Identifying who will be violent has proven challenging for judges, psychologists, and other specialists who make these choices. Early studies revealed that predictions made by experts were accurate fewer than half the time.

Researchers have been creating decision-making tools for risk assessment over the past 30 years that are based on hundreds of studies. These offer a methodical way to determine whether someone is likely to use violence in the future.

From years of working in prisons, I have seen how prisons can be schools for crime. For instance, if you were to take a teenager who’s never gotten in trouble before and put them in a confined space with a lot of people who are already heavily involved in crime, that teenager won’t necessarily turn into a good law-abiding citizen. Instead, they might learn new ways of committing crimes.

Jodi Viljoen

Such tools offer a list of violent risk factors and instructions for grading these characteristics, ensuring that experts take the proper information into account.

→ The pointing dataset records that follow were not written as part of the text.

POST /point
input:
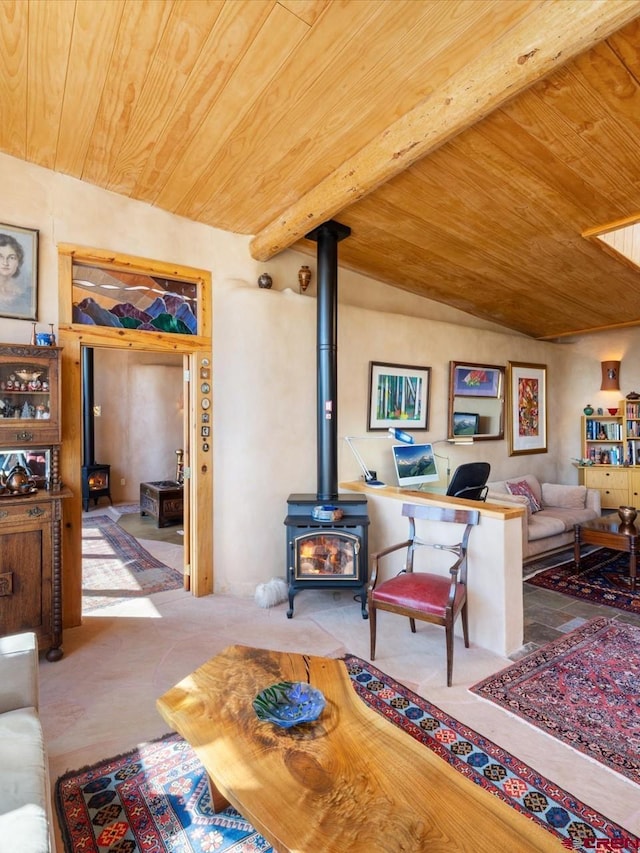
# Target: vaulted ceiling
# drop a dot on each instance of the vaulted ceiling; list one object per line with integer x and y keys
{"x": 468, "y": 144}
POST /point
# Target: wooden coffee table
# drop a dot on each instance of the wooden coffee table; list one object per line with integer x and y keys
{"x": 351, "y": 781}
{"x": 609, "y": 532}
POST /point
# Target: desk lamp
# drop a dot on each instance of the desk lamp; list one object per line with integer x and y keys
{"x": 395, "y": 434}
{"x": 457, "y": 440}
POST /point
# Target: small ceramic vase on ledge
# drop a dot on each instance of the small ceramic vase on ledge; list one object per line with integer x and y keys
{"x": 304, "y": 277}
{"x": 627, "y": 514}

“While these violence risk assessment tools are not perfect, research demonstrates that they lead to more accurate predictions than relying on our hunches or intuitions,” says Viljoen.

Today, criminal justice systems frequently employ technologies to decide how to punish offenders and when to get them out of prison. Nearly all of the provinces and states in Canada, the United States, and at least 40 other nations use tools. These resources not only assist experts in making more accurate predictions regarding acts of violence, but they also assist in ensuring that only those who require incarceration are housed there.

“To protect the safety of the public, incarceration is sometimes necessary. However, many people who we jail are not dangerous. Many are poor and have mental illnesses and addictions. Some are teenagers who have made poor decisions. And some have not even been found guilty they’re still waiting for their trial.”

Cramming these people into prison doesn’t make us safer, she says. “From years of working in prisons, I have seen how prisons can be schools for crime. For instance, if you were to take a teenager who’s never gotten in trouble before and put them in a confined space with a lot of people who are already heavily involved in crime, that teenager won’t necessarily turn into a good law-abiding citizen. Instead, they might learn new ways of committing crimes.”

Prisons also cost a lot of money to operate. In Canada, taxpayers pay an average of $114,000/year per prisoner. In the U.S., which has one of the highest incarceration rates in the world, the total state expenditure on prisons is at least $81 billion.

“It’s cheaper to provide effective treatment than it is put someone behind bars,” says Viljoen, “and now we are seeing that it’s a lot more likely to reduce crime.”